Tucked under the grandstands of the Taube Family Tennis Stadium at Stanford University, Palo Alto High School freshman Roberto Rivera and his friends spend their evenings, quite literally, studying under bleachers. These bleachers are part of a stadium that has hosted the Williams sisters, Kim Clijsters, Maria Sharapova and other tennis legends annually as part of the Bank of the West Classic. On a daily basis, they are home to the Stanford tennis team, but from 3:30 p.m. to 8 p.m. a different team of tennis players trains both on and under the bleachers.
From Monday through Thursday each week, these alcoves house the East Palo Alto Tennis and Tutoring team, an after-school community program that has combined academic assistance with athletic training for 27 years.
Since its founding in 1988, EPATT has been driven by its mission to keep East Palo Alto kids off the street. Beginning with a primary focus on tennis coaching, EPATT now splits its instruction: 80 percent for academics and 20 percent for tennis and fitness training.
EPATT is in high demand and caps the number of students in the program at 120 with many others on the waitlist.
More than a Tutor and a Tutee
EPATT takes pride in having 120 students and 120 tutors, and assigns one student to each tutor every year. Owen Gonzalez, a freshman at Paly, has participated in other academic after school programs in the past but prefers EPATT’s more intensive, hands on approach.
“You want to make your tutors proud of you, you want to get good grades and you don’t just want to get by,” Gonzalez says.
Rivera, like many other students at EPATT, has made strong connections with his previous tutors. Not only were they his role models, but he says that over the course of each year they became his friends.
The EPATT tutoring program’s benefits are far from one-sided. For Matt Mahowald, a freshman at Stanford University, the process has been incredibly rewarding.
“Tutoring with EPATT has helped me develop a genuine passion for teaching,” Mahowald says.
In his high school years, Mahowald tutored sporadically, taking on individual tutoring sessions as his tutees needed him. Just six months after hearing about EPATT at an opportunity fair and joining the program as a tutor, Mahowald is now a part time employee of EPATT as the Elementary School Tutor Coordinator, the mentoring tutor in charge of the fourth and fifth graders in the program.
Part of his job includes developing the students’ independence as they begin their transition into middle school.

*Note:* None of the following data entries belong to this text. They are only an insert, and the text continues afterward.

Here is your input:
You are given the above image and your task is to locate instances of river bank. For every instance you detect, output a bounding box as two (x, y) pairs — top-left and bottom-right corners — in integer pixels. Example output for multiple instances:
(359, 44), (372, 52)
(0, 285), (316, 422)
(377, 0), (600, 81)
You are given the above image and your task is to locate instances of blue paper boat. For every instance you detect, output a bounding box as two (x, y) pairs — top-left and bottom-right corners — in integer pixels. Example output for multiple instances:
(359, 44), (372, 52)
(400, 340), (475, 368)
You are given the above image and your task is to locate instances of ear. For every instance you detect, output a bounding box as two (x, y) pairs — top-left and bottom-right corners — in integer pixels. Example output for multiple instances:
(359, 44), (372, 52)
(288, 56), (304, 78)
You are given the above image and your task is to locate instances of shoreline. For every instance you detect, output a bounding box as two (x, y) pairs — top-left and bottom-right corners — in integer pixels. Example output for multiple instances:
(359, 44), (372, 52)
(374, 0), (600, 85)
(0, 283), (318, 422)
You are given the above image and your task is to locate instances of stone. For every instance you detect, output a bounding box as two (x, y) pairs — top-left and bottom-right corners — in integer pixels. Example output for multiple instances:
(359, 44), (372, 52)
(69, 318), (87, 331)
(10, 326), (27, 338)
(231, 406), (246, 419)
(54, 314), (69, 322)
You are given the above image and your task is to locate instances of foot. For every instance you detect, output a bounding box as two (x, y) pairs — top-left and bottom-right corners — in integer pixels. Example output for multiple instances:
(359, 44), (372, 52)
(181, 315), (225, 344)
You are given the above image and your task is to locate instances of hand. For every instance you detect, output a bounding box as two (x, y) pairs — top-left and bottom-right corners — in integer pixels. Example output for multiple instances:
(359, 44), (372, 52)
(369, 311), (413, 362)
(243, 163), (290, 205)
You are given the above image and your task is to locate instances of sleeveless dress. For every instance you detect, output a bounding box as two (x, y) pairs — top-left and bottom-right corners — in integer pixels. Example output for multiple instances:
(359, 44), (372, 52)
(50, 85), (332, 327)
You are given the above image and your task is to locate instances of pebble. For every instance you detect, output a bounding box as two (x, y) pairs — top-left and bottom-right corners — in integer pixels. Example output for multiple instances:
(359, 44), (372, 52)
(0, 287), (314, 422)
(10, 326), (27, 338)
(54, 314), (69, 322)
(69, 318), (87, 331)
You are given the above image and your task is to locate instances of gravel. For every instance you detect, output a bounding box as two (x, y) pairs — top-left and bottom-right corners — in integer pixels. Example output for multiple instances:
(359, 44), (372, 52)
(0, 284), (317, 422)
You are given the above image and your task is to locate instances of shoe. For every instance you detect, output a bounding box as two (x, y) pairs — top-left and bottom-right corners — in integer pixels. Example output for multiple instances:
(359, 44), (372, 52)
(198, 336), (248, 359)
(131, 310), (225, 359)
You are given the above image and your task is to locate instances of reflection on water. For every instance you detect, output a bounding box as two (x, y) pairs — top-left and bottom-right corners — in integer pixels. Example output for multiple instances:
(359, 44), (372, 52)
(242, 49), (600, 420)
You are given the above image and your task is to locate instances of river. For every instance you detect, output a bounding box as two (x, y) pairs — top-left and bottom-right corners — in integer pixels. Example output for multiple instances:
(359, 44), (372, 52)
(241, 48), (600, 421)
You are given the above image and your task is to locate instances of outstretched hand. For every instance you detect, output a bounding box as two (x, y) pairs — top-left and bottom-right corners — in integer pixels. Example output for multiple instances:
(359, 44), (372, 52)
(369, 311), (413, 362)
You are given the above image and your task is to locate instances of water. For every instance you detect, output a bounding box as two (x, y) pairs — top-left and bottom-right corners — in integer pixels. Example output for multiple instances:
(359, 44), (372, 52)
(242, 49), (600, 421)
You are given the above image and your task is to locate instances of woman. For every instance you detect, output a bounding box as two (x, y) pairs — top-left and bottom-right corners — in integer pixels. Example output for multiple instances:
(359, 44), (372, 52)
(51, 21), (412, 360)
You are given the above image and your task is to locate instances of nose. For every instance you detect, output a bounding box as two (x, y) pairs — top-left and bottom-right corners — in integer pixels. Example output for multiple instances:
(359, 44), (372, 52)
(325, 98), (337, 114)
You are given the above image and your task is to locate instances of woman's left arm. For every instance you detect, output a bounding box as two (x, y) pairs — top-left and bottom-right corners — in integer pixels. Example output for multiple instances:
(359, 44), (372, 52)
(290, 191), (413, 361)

“Teachers are not holding students’ hands in middle school, … so we don’t want their tutors doing the same thing,” Mahowald says. To develop independence, Mahowald and the tutors emphasize skills such as organization — they check binders and backpacks weekly and encourage students to actively participate rather than follow along passively.
For 36-year-old Sean Kalsi, who has tutored at EPATT for the past four years, the experience is unlike any other in his tutoring background. Kalsi only previously tutored in college, and currently works at the Stanford Linear Accelerator Center.
“It [teaching] is also probably one of the reasons why I am here,” Kalsi says. “I do have an interest in teaching long term so … it kind of helps me test out whether I am an effective teacher.”
People are made of stories, not atoms. Lupe Talakai
Integrity, Responsibility and Tennis
Unlike the tutors recruited from Stanford, EPATT’s tennis coaches are all graduates of the program. Brothers Lupe Talakai and Vita Talakai have continued playing tennis since their days as EPATT students and now serve as coaches for the program.
Lupe knows there is a benefit to hiring EPATT alumni as coaches.
“We are minorities, we live in East Palo Alto, and so we already have that connection,” Lupe says. “If we were to hire someone from like a high-end tennis academy and bring them here to EPATT, they’ll have nothing in common with these kids. The kids will be like, ‘Who is this guy?’ It just won’t work.”
The coaches understand what the kids are going through because the troubles and worries of their students were once their own.
During his time as a participant in the program, Vita was kicked out after he repeatedly failed to turn in his report cards. However, upon graduating high school, he returned to EPATT in the hopes of influencing the lives of kids in the same situation in which he grew up.
As coaches, Lupe and Vita’s roles transcend those of most tennis coaches. Given the kids’ limited tennis background, the coaches end up teaching a broader range of life skills that come with playing a competitive sport, such as problem-solving. While coaching intensive tennis skills becomes logistically difficult with only two hours twice a week, the coaches recognize that their goal is not to create professional tennis players, but to inspire a future generation.
“We are not going to produce the next [Roger] Federer [or] the next Serena Williams, so whatever [students] we get, we make the best,” Lupe says. For him, the most important messages he can teach the students are integrity and responsibility.
“Tennis is a one-on-one sport,” he says. “You can’t blame anyone else for your mistakes. You make a mistake, that’s you, you made it. Nobody else did.”
One thing is clear: under an example of success and excellence, through a tightknit community dedicated to sports and academics, EPATT is creating opportunities.
“At EPATT we encourage every kid to take each ball as an opportunity,” Lupe says. “Each ball you get is an opportunity to change and get better.”